Description of problem:
Create Kataconfig just after operator been installed fails sporadically in CI:
07:49:48 TASK [install-kata-operator : Create operator subscription] ********************
07:49:48 task path: /var/lib/jenkins/workspace/ocp-olm-setup/ocp-edge-qe/linchpin-workspace/hooks/ansible/ocp-edge-setup/roles/install-kata-operator/tasks/install-kata.yml:198
07:49:48 changed: [provisionhost-0-0] =>
{"changed": true, "cmd": "set +e\ncat <<EOF | oc apply -f -\napiVersion: operators.coreos.com/v1alpha1\nkind: Subscription\nmetadata:\n name: kata-operator\n namespace: \"openshift-sandboxed-containers-operator\"\nspec:\n channel: \"preview-1.1\"\n installPlanApproval: Automatic\n name: sandboxed-containers-operator\n source: kata-qe-optional-operators\n sourceNamespace: openshift-marketplace\n startingCSV: \"sandboxed-containers-operator.v1.1.0\"\nEOF\n", "delta": "0:00:00.329896", "end": "2021-11-28 00:49:47.589984", "failed_when_result": false, "rc": 0, "start": "2021-11-28 00:49:47.260088", "stderr": "", "stderr_lines": [], "stdout": "subscription.operators.coreos.com/kata-operator created", "stdout_lines": ["subscription.operators.coreos.com/kata-operator created"]}
07:49:48
07:49:48 TASK [install-kata-operator : Make sure the sandboxed-containers is installed] ***
07:49:48 task path: /var/lib/jenkins/workspace/ocp-olm-setup/ocp-edge-qe/linchpin-workspace/hooks/ansible/ocp-edge-setup/roles/install-kata-operator/tasks/install-kata.yml:220
07:49:48 FAILED - RETRYING: Make sure the sandboxed-containers is installed (20 retries left).

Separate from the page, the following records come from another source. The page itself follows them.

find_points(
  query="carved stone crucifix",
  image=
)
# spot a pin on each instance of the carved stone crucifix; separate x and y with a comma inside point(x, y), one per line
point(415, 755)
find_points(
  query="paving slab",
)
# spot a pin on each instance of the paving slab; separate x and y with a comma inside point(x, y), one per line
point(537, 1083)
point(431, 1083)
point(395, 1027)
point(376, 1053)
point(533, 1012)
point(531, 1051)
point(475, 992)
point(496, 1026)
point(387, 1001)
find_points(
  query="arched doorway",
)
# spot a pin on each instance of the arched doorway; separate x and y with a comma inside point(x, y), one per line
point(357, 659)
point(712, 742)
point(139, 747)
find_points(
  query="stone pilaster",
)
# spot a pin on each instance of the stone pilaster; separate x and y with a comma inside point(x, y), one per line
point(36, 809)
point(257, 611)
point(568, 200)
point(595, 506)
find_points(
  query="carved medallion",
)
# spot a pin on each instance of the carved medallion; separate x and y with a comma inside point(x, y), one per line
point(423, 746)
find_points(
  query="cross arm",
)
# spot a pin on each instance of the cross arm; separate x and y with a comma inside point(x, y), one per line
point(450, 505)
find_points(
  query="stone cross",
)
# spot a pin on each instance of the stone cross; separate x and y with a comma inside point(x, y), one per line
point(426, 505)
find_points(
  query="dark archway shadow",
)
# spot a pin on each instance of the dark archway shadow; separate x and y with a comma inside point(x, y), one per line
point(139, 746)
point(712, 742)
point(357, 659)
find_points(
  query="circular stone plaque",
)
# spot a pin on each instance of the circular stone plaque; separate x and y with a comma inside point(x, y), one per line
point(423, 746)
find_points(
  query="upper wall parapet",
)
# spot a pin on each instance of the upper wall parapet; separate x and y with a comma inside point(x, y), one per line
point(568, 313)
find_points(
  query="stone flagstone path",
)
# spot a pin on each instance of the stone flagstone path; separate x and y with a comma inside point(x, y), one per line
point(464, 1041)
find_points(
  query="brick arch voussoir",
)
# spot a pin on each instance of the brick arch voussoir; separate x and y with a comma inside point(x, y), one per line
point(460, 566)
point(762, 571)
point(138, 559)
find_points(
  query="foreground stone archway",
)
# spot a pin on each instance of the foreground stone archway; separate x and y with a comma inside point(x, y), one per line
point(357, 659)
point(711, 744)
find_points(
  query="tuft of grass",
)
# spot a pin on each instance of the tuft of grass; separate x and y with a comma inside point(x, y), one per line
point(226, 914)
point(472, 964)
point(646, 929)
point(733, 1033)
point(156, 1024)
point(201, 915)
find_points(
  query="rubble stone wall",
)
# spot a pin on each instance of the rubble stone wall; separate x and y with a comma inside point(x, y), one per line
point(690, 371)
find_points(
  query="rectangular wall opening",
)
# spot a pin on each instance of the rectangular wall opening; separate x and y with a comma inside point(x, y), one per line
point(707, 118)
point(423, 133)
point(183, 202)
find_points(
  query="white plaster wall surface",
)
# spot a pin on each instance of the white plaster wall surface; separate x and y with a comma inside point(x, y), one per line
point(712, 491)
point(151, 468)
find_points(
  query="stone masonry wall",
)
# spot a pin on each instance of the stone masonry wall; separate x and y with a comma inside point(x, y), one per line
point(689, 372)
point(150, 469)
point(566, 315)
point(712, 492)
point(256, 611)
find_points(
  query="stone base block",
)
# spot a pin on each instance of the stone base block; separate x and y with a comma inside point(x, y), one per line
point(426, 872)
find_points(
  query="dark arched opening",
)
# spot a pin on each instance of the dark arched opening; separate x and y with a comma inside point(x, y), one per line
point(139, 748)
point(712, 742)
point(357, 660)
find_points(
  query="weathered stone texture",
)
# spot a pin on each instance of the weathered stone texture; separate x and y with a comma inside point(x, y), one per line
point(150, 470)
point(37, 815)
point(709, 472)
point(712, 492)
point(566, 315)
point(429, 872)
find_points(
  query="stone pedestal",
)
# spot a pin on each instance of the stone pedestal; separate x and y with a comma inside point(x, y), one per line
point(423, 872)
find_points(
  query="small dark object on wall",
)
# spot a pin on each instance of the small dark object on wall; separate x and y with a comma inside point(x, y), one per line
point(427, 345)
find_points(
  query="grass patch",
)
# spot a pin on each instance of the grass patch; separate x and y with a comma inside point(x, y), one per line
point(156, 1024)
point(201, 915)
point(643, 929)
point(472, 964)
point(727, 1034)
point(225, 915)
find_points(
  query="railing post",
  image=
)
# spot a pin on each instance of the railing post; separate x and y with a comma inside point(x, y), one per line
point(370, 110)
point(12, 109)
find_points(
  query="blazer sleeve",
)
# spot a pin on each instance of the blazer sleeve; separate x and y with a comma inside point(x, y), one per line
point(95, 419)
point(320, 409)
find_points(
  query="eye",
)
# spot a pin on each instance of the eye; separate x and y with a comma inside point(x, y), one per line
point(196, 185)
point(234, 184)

07:50:05 FAILED - RETRYING: Make sure the sandboxed-containers is installed (19 retries left).
07:50:20 changed: [provisionhost-0-0] =>
{"attempts": 3, "changed": true, "cmd": "oc get pods -n \"openshift-sandboxed-containers-operator\" -o json | jq -r '.items[] | select(.metadata.name | test(\"sandboxed-containers-operator-controller-manager-*\")).status.phase'\n", "delta": "0:00:00.118035", "end": "2021-11-28 00:50:19.786984", "rc": 0, "start": "2021-11-28 00:50:19.668949", "stderr": "", "stderr_lines": [], "stdout": "Running", "stdout_lines": ["Running"]}
07:50:20
07:50:20 TASK [install-kata-operator : Create kataconfig] *******************************
07:50:20 task path: /var/lib/jenkins/workspace/ocp-olm-setup/ocp-edge-qe/linchpin-workspace/hooks/ansible/ocp-edge-setup/roles/install-kata-operator/tasks/install-kata.yml:230
07:50:21 fatal: [provisionhost-0-0]: FAILED! =>
{"changed": true, "cmd": "set +e\ncat <<EOF | oc apply -f -\napiVersion: kataconfiguration.openshift.io/v1\nkind: KataConfig\nmetadata:\n name: example-kataconfig\nEOF\n", "delta": "0:00:00.640764", "end": "2021-11-28 00:50:21.107591", "failed_when_result": true, "msg": "non-zero return code", "rc": 1, "start": "2021-11-28 00:50:20.466827", "stderr": "Error from server (InternalError): error when creating \"STDIN\": Internal error occurred: failed calling webhook \"vkataconfig.kb.io\": Post \"https://sandboxed-containers-operator-controller-manager-service.openshift-sandboxed-containers-operator.svc:443/validate-kataconfiguration-openshift-io-v1-kataconfig?timeout=10s\": dial tcp 10.130.0.55:9443: connect: connection refused", "stderr_lines": ["Error from server (InternalError): error when creating \"STDIN\": Internal error occurred: failed calling webhook \"vkataconfig.kb.io\": Post \"https://sandboxed-containers-operator-controller-manager-service.openshift-sandboxed-containers-operator.svc:443/validate-kataconfiguration-openshift-io-v1-kataconfig?timeout=10s\": dial tcp 10.130.0.55:9443: connect: connection refused"], "stdout": "", "stdout_lines": []}
Same issue was spotted both on 4.9 and 4.10 latest builds (with kata 1.1.0)
How reproducible:
Deploy kata operator in disconnected environment
Create kataconfig just after pods are running in openshift-sandboxed-containers-operator namespace
Actual results:
Post \"https://sandboxed-containers-operator-controller-manager-service.openshift-sandboxed-containers-operator.svc:443/validate-kataconfiguration-openshift-io-v1-kataconfig?timeout=10s\": dial tcp 10.130.0.55:9443: connect: connection refused"
Expected results:
Post should succeed and kataconfig applied
Additional info:
Looks like timing issue, fails sporadically in CI